Intro to Over
On previous pages we looked at the utilisation of a single aggregation function in a SELECT
statement.
Suppose we’d like to wrap an aggregation function around another aggregation function like so: SELECT SUM(COUNT(*))
.
In SQL, this is unfortunately forbidden.
We could instead rely on subqueries (CTEs in particular) to get around this limitation.
However, there are some instances where we need not result to such verbosity.
We now introduce the OVER()
clause, which makes such expressions possible in a single statement.
Questions
First, let’s assume we need to answer the following questions:
- Where do our users come from?
- How do we express the aggregation as a percentage?
Returning the Count
SQL
First, let’s write a query that returns the actual figures.
SELECT
Country
, COUNT(*) AS Cnt
FROM music.Users
GROUP BY
Country
ORDER BY
COUNT(*) DESC;
Output
\[\begin{array}{|c|c|} \hline \text{Country} & \text{Cnt} \\ \hline \text{United States} & 26 \\ \text{France} & 9 \\ \text{Russia} & 7 \\ \text{Poland} & 4 \\ \cdots & \cdots \\ \hline \end{array}\]Computing the Total
To compute the percentage, we first need to get the total number of users in music.Users
.
We can augment that above query such that the total is the sum of every value in Cnt
.
That is: SUM(COUNT(*))
.
If we include this expression in our query, we will get an error:
Cannot perform an aggregate function on an expression containing an aggregate or a subquery.
That is, we cannot use an aggregate function on another aggregate function.
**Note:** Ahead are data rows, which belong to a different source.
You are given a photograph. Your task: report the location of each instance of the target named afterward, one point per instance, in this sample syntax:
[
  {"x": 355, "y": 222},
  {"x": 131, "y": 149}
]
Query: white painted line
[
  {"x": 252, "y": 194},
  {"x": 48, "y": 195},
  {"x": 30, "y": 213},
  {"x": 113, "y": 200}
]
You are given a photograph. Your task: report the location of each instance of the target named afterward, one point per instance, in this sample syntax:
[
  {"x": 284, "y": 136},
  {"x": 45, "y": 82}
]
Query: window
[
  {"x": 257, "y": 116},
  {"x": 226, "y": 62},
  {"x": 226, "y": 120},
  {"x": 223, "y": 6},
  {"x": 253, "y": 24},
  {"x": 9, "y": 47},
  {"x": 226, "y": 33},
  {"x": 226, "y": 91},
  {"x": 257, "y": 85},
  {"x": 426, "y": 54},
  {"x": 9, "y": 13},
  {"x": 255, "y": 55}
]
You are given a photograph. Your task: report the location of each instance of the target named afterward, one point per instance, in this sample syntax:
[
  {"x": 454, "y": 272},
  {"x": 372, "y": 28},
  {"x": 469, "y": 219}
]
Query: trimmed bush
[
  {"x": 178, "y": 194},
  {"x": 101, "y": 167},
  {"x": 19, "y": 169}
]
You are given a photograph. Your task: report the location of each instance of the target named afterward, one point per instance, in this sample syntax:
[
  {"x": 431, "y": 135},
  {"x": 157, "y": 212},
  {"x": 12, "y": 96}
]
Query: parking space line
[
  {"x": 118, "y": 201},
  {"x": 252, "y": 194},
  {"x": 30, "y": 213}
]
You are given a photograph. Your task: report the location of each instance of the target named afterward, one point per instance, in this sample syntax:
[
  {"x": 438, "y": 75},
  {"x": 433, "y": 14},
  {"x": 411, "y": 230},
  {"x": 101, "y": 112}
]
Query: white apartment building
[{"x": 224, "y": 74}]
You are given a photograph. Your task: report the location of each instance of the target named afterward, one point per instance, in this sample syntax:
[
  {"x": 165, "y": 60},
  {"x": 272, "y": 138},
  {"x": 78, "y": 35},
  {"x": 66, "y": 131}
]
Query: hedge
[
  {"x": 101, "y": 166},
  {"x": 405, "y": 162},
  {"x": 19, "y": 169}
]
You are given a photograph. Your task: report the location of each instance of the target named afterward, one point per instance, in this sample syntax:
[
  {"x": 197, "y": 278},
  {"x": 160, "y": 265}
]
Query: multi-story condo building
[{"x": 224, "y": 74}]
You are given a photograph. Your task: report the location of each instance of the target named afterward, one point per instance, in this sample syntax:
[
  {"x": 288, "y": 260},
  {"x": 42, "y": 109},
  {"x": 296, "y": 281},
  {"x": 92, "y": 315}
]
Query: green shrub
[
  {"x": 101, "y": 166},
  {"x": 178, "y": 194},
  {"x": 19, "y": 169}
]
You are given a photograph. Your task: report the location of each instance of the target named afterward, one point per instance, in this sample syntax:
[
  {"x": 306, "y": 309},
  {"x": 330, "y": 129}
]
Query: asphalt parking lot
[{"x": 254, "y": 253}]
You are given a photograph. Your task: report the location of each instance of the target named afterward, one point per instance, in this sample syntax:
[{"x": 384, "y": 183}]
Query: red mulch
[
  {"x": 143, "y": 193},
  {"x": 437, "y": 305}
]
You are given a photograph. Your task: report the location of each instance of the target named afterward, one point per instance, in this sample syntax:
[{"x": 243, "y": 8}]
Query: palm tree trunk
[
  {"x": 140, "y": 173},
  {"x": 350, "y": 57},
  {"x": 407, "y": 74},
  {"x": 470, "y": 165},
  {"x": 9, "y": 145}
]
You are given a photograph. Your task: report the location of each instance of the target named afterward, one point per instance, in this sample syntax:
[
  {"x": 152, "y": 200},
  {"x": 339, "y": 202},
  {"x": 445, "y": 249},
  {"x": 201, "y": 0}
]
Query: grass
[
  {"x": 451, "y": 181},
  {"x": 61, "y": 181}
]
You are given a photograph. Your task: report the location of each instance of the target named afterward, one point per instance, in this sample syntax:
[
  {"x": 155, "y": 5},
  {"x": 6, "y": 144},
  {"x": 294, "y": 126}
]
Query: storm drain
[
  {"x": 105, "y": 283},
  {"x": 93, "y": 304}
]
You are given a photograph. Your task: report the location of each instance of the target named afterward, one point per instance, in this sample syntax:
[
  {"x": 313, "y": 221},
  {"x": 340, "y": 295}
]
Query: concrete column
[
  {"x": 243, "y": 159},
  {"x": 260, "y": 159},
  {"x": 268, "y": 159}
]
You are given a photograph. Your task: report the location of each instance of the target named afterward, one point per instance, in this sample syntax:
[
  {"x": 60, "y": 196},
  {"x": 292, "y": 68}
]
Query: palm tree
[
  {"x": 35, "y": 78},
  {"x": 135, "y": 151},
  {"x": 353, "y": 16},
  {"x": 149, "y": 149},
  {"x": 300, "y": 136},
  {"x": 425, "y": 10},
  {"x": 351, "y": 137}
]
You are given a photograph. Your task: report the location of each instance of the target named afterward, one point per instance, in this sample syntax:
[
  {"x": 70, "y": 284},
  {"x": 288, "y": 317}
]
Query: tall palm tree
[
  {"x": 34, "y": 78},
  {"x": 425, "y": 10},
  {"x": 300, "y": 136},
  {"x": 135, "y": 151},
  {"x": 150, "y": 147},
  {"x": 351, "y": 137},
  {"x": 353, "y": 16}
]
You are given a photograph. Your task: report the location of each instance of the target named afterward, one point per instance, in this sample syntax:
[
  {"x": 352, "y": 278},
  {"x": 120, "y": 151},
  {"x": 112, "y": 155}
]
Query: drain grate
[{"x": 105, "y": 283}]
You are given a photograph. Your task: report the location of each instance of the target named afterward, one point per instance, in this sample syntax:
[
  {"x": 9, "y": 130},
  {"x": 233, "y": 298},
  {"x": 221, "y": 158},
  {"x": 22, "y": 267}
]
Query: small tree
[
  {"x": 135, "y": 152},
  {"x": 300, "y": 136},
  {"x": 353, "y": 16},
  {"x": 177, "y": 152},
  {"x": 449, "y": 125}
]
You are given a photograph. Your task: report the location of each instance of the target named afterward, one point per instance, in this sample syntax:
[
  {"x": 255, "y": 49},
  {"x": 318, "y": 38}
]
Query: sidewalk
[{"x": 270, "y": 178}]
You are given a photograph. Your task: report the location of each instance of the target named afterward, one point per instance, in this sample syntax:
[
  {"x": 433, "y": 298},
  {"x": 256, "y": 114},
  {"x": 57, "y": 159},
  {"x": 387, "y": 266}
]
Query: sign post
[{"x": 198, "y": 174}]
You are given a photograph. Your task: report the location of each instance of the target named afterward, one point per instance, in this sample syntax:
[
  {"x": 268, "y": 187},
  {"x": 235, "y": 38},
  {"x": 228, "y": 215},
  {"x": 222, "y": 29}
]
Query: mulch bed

Why? It kind of boils down to a matter of sequencing.
To rephrase the problem, we want to sum all the values of Cnt
in the output above.
That is, we need to invoke SUM()
after COUNT(*)
has given us its result set.
Therefore, we need to explicitly tell SQL to use SUM()
only once the above result set has been computed.
We can do this with OVER()
.
This allows us to define the intial result set from the first aggregation as a window.
So instead of aggregating on an aggregate, we aggregate on the result set via a window which interposes itself between the two aggregation steps.
Now we write: SUM(COUNT(*)) OVER()
In this case the window is the entire result set returned by the above query.
This is because have not specified any partitioning.
We are summming all values of Cnt
.
SQL
SELECT
Country
, COUNT(*) AS Cnt
, SUM(COUNT(*)) OVER() AS Total
FROM music.Users
GROUP BY
Country
ORDER BY
COUNT(*) DESC;
Output
\[\begin{array}{|c|c|c|} \hline \text{Country} & \text{Cnt} & \text{Total} \\ \hline \text{United States} & 26 & 100 \\ \text{France} & 9 & 100 \\ \text{Russia} & 7 & 100 \\ \text{Poland} & 4 & 100 \\ \cdots & \cdots & \cdots \\ \hline \end{array}\]Note: Cnt
in the output table does not sum to 100 as I’m not displaying every row in the result set.
Expressing the Percentage
Now we can simply write an expression that divides Cnt
by Total
and multiplies by 100.0 to get the percentage.
SQL
SELECT
Country
, COUNT(*) AS Cnt
, SUM(COUNT(*)) OVER() AS Total
, COUNT(*)*100.0/SUM(COUNT(*)) OVER() AS Pcnt
FROM music.Users;
GROUP BY
Country
ORDER BY
COUNT(*) DESC;
Note: when multiplying or dividing an integer by another integer, our result will also be an integer.
If we expect a non-integer result, we can cast an int
to float
by rewriting the integer as a decimal.
This is known as implicit conversion.
To illustrate this, compare these two expressions: SELECT 1/2
and SELECT 1/2.0
.
Output
\[\begin{array}{|c|c|c|c|} \hline \text{Country} & \text{Cnt} & \text{Total} & \text{Pcnt }\\ \hline \text{United States} & 26 & 100 & 26.000000000000\\ \text{France} & 9 & 100 & 9.000000000000 \\ \text{Russia} & 7 & 100 & 7.000000000000 \\ \text{Poland} & 4 & 100 & 4.000000000000 \\ \cdots & \cdots & \cdots & \cdots \\ \hline \end{array}\]Voila! We have computed the percentage distribution of an aggregation in SQL using a single query. We could have used a subquery to return the total, but that would have been verbose.
Verbose Example
WITH cteTotal AS (
SELECT
COUNT(*) AS Total
FROM music.Users;
)
SELECT
Country
, COUNT(*)*100.0/(SELECT Total FROM cteTotal)
FROM music.Users
GROUP BY
Country
ORDER BY COUNT(*) DESC;